En Afrique, notamment subsaharienne, le nombre d'éditeurs augmente au même titre que celui des éditions. Pourtant la diffusion reste le parent pauvre de la chaîne de production du livre.

«De toute évidence, les moyens à déployer pour mieux faire circuler le livre pose problème, la diffusion-distribution étant le maillon faible de la chaîne de production du livre», estime Abid Nouri, président de l'Union des éditeurs tunisiens et maghrébins.

Par le passé, relève-t-il, les gouvernements et les Etats se chargeaient de cette mission qu'est l'édition, mais aujourd'hui ils ont cédé l'essentiel de cette activité au secteur privé, alors que le livre demeure un outil fondamental de sensibilisation et de promotion sociétale.

Pour ce patron d'une maison d'édition en Tunisie, il faudrait faire en sorte que le livre ne soit plus perçu comme un bien économique. «Les investisseurs eux-mêmes n'imaginent pas que le livre puisse être un bien marchand».

Même son de cloche chez Mariame Kanté, éditrice sénégalaise pour qui le déficit en matière de distribution du livre est la grande problématique à laquelle font face les maisons d'édition africaines.

«Au Sénégal, on compte seulement deux bibliothèques situées dans la capitale Dakar», a-t-elle fait observer.

«Le réseau de libraires est inexistant ou peu développé: il y a des livres mais il y a un grand problème de disponibilité. Les ouvrages ne sont pas bien distribués dans les villes et encore moins dans les zones rurales», déplore-t-elle.

Selon elle, toute action de promotion du secteur de l'édition à l'échelle de l'Afrique doit avoir pour préalable un effort d'intégration régionale des Maisons d'édition. «Si l'on ne peut pas parler de distribution du livre sénégalais dans les pays frontaliers, comment voulez-vous qu'on y pense pour ce qui est du Maghreb et du reste du continent», se demande-t-elle.

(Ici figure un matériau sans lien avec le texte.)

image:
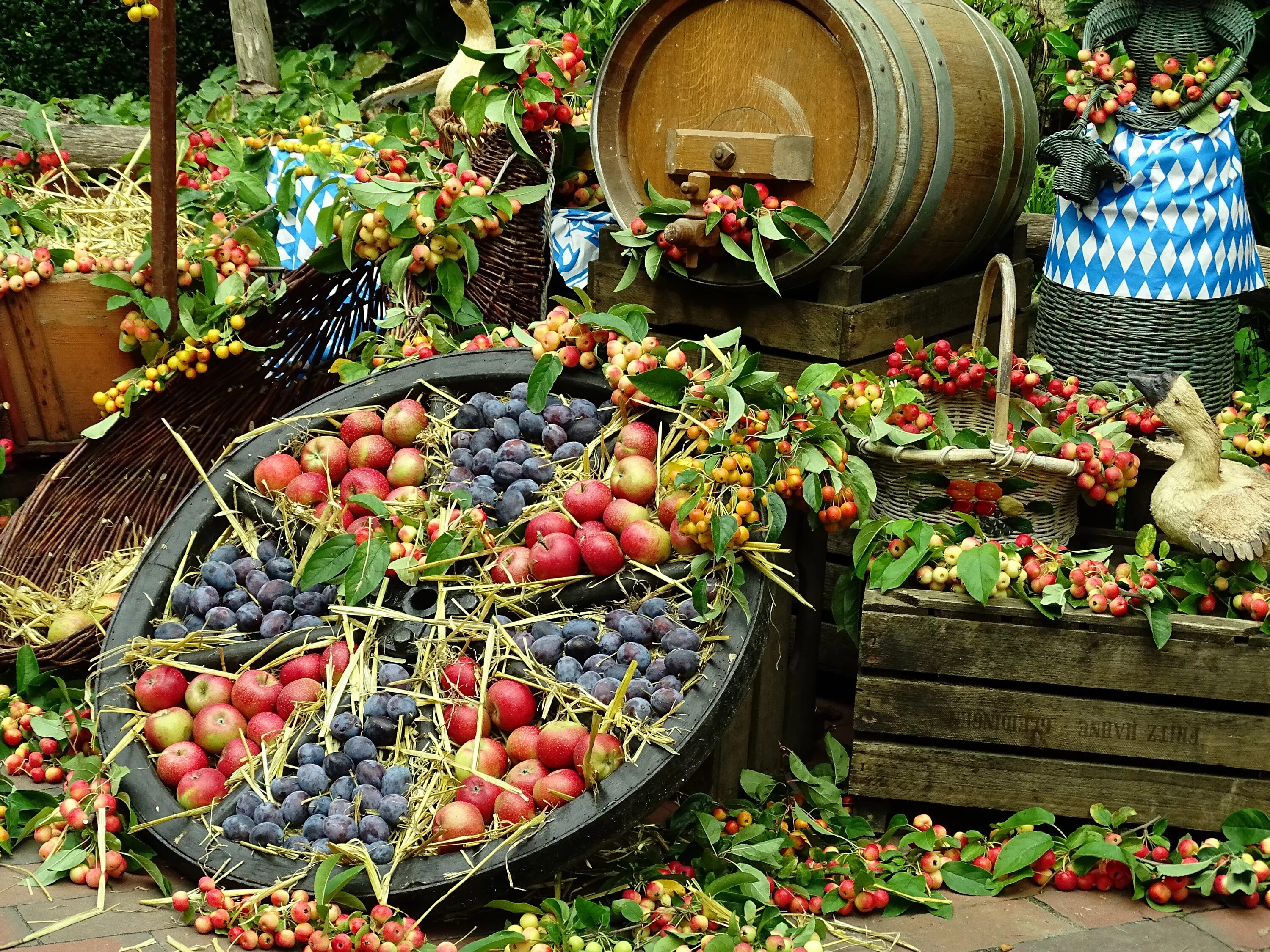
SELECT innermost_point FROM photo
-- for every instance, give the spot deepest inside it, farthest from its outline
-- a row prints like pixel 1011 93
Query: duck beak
pixel 1154 388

De son côté, l'éditeur marocain Abdelkader Retnani plaide pour la promotion et la mise à niveau du réseau des librairies et bibliothèques, estimant que «c'est justement le manque de professionnalisme au niveau des libraires qui freine pour beaucoup la circulation du livre».

Selon lui, les instances concernées sont appelées à remédier à cette situation en procédant à la création de nouvelles bibliothèques dans différentes régions, autres que celles de Rabat et de Casablanca. «La mise à niveau des librairies, ce maillon faible de toute la chaîne, permettra à coup sûr de mieux faire connaître l'auteur marocain, non seulement au Maroc mais aussi dans d'autres pays, et favorisera la commercialisation de ses ouvrages», suggère M. Retnani.

En matière d'édition, le marché le plus captivant reste le manuel scolaire qui représente 90 pc du chiffre d'affaires, indique pour sa part Ange Félix N'Dakpri, président de l'Association des éditeurs ivoiriens, notant que «ce sont des ouvrages obligatoires et prescrits par l'Etat qui génèrent les recettes les plus importantes».

Les frais de financement, de fiscalité et de douane font que le livre africain est cher puisque les intrants ne sont pas tous détaxés, a-t-il expliqué, appelant à la mise en place de fonds de soutien à la création, la production et la diffusion.

Serge Dontchueng Kouam, directeur général de l'AES au Cameroun, a estimé de son côté qu'«en l'absence d'infrastructures pour la profession, l'éditeur doit être constamment soutenu par les instances de tutelle».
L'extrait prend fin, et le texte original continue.